Aripar – Acredita que a nova legislação comporta melhorias e aperfeiçoamentos para que venha a atender plenamente seus propósitos de desjudicialização e outros?

Thomas Nosch Gonçalves – Toda alteração legislativa – especialmente as que alteram de forma substancial o arquétipo normativo, que é o caso – demanda um processo de decantação. Esse processo de separação e acoplamento de institutos jurídicos, homogêneos ou heterogêneos, demandam um lapso temporal médio com aplicação prática dos institutos jurídicos. É só assim, que podemos avaliar a refração registral e propor eventuais alterações vinculativas.

Aripar – Mesmo diante da crise instaurada pela pandemia de Covid-19, o setor imobiliário se mostrou estável, incluindo períodos de recuperação e crescimento. Em sua opinião, quais são os fatores que têm colaborado para este cenário?

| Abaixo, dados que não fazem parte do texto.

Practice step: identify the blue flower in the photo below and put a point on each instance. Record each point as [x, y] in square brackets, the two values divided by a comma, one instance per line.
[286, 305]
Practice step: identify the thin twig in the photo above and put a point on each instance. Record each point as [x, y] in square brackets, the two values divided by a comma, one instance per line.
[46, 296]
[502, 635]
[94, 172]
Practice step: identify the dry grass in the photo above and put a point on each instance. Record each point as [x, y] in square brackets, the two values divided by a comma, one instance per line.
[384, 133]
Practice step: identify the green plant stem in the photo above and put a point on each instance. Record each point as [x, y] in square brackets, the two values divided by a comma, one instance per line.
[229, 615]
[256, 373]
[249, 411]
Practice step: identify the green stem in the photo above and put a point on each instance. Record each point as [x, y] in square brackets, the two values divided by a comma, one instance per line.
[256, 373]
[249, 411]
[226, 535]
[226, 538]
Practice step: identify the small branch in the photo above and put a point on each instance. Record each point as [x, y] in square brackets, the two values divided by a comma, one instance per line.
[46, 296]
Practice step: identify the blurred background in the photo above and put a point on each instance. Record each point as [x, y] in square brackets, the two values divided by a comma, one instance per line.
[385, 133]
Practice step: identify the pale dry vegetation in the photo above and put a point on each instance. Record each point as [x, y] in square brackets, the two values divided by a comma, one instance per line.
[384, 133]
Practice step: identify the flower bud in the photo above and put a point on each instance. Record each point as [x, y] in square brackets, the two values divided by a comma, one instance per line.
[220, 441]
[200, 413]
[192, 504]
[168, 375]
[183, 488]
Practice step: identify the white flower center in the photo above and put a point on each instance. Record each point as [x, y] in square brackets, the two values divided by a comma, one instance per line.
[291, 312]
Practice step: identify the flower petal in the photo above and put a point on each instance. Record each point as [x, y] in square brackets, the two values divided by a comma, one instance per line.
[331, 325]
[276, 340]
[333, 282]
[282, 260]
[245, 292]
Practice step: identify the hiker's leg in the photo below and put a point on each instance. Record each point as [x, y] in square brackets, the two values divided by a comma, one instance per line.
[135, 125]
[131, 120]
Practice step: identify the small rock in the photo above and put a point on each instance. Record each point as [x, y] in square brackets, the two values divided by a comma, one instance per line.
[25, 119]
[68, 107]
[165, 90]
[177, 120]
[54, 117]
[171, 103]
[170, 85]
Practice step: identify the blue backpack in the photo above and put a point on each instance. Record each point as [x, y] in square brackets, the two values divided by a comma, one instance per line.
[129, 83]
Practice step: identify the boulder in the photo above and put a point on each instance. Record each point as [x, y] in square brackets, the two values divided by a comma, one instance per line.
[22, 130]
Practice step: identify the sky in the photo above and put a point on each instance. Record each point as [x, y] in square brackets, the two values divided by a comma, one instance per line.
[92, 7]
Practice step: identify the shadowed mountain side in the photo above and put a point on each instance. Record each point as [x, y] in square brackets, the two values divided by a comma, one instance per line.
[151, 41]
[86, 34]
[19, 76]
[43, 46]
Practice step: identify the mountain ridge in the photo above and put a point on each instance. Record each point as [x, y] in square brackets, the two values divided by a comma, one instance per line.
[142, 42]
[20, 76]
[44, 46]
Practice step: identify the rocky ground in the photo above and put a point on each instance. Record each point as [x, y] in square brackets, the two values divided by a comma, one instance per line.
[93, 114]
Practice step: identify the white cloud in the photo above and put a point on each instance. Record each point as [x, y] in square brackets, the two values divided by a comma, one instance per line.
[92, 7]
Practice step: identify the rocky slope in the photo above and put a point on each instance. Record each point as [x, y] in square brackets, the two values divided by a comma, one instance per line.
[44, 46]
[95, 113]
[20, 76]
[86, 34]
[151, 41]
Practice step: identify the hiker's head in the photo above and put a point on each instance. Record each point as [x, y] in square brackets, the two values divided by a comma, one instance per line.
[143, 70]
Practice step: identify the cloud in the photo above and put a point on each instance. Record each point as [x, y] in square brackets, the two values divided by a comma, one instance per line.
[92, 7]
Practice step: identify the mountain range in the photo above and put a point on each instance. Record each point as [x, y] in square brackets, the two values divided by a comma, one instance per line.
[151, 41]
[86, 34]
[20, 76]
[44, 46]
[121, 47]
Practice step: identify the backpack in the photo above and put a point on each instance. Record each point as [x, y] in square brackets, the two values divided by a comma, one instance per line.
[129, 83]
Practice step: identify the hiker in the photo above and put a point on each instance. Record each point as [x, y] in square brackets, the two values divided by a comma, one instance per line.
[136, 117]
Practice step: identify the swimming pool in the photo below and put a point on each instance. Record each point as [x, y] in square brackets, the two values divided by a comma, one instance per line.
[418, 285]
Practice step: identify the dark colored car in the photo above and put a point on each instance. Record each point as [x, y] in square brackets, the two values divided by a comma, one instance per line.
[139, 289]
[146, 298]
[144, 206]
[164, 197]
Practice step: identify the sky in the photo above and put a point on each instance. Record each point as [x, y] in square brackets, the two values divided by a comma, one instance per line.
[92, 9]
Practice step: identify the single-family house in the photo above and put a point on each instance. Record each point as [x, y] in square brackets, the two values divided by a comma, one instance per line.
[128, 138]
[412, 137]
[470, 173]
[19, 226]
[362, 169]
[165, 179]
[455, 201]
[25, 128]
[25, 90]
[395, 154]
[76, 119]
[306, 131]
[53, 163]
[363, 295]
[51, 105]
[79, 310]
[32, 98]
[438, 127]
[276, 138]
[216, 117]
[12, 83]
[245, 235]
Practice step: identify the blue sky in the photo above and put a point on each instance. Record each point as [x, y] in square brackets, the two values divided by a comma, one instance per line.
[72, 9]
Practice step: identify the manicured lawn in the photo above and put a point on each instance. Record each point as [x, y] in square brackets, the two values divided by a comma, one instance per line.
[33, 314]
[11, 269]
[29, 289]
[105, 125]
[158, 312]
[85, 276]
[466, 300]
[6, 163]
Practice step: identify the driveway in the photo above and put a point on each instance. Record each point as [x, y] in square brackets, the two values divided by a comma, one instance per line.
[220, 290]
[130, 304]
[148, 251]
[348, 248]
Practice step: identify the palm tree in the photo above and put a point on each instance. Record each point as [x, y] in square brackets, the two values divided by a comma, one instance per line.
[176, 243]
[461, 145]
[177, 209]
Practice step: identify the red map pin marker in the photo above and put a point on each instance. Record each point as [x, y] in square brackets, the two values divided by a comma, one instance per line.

Thomas Nosch Gonçalves – Além da essencialidade dos serviços públicos – trabalhando de forma ininterrupta durante a pandemia –, destacam-se os forçosos investimentos – privados –  dos oficiais registradores, das associações dos cartórios extrajudiciais e do Conselho Nacional da Justiça (CNJ) no estabelecimento de metas e políticas de investimento em tecnologia da informação. Essas implementações tecnológicas possibilitaram um atendimento ininterrupto de forma remota e segura pelas instituições supracitadas, demonstrando mais uma vez a importância e capacidade dos cartórios extrajudiciais de auxiliarem a Justiça.

Aripar – O registro de imóveis, assim como outros serviços extrajudiciais têm sido um importante aliado do Poder Judiciário neste movimento de desjudicialização. Dessa forma, como avalia esse trabalho realizado pelos cartórios de registro de imóveis?

Thomas Nosch Gonçalves – A natureza jurídica dos delegatários consubstancia um necessário desenho do direito administrativo registral, para que se possa introduzir, ainda que de forma sumária, a importância e a necessidade das atividades extrajudiciais na regularidade – ou irregularidade – fundiária.

Denota-se, segundo Ricardo Dip (2010), que essa ciência autônoma tem o condão de garantir as situações jurídicas particulares, assim, é possível a identificação do caráter jusprivado registral. Parafraseando Lopez Medel, em sua obra Teoría del registro de la propiedad como servicio público, para quem afirma que os registros públicos são serviços eminentemente públicos, defendendo previamente o caráter civil dos direitos que incorporam ao Registro e os que derivam dele, por efeitos refratários ao sistema extrajudicial, não precisamente atos administrativos, mas que emanam de um órgão engendrado de uma roupagem administrativa, capaz de regularizar e controlar todos os direitos reais.

Dessa forma, é por meio desse ofício registral que é possível alcançar uma prestação de serviço público de qualidade e segurança jurídica, possibilitando a circulação de riquezas e a obtenção do crédito com menores riscos – impactando em taxa de juros mais acessíveis – garantindo um maior acesso ao direito fundamental da propriedade.

Aripar – Acredita que a Lei 14.382 irá colaborar com o desenvolvimento econômico e social do país?

Thomas Nosch Gonçalves – Com essa inovação legal, fica reforçado o princípio de que os contratos devem ser cumpridos como foram previstos, sem que a pessoa possa protelar a solução da falta de pagamento. Isso favorece o ambiente dos negócios, reforça a responsabilidade de quem contrata e protege as pessoas que são cumpridoras de seus deveres. É mais uma injeção a revigorar a combalida economia tupiniquim.

Por fim, embora o compromisso de compra e venda possa ser feito por instrumento particular, preferencialmente com a assistência de um advogado, recomenda-se o uso da forma mais segura e solene da escritura pública, com a assistência jurídica imparcial de um tabelião, que em algumas unidades da Federação têm custas com descontos para esses casos em que a forma pública é opcional.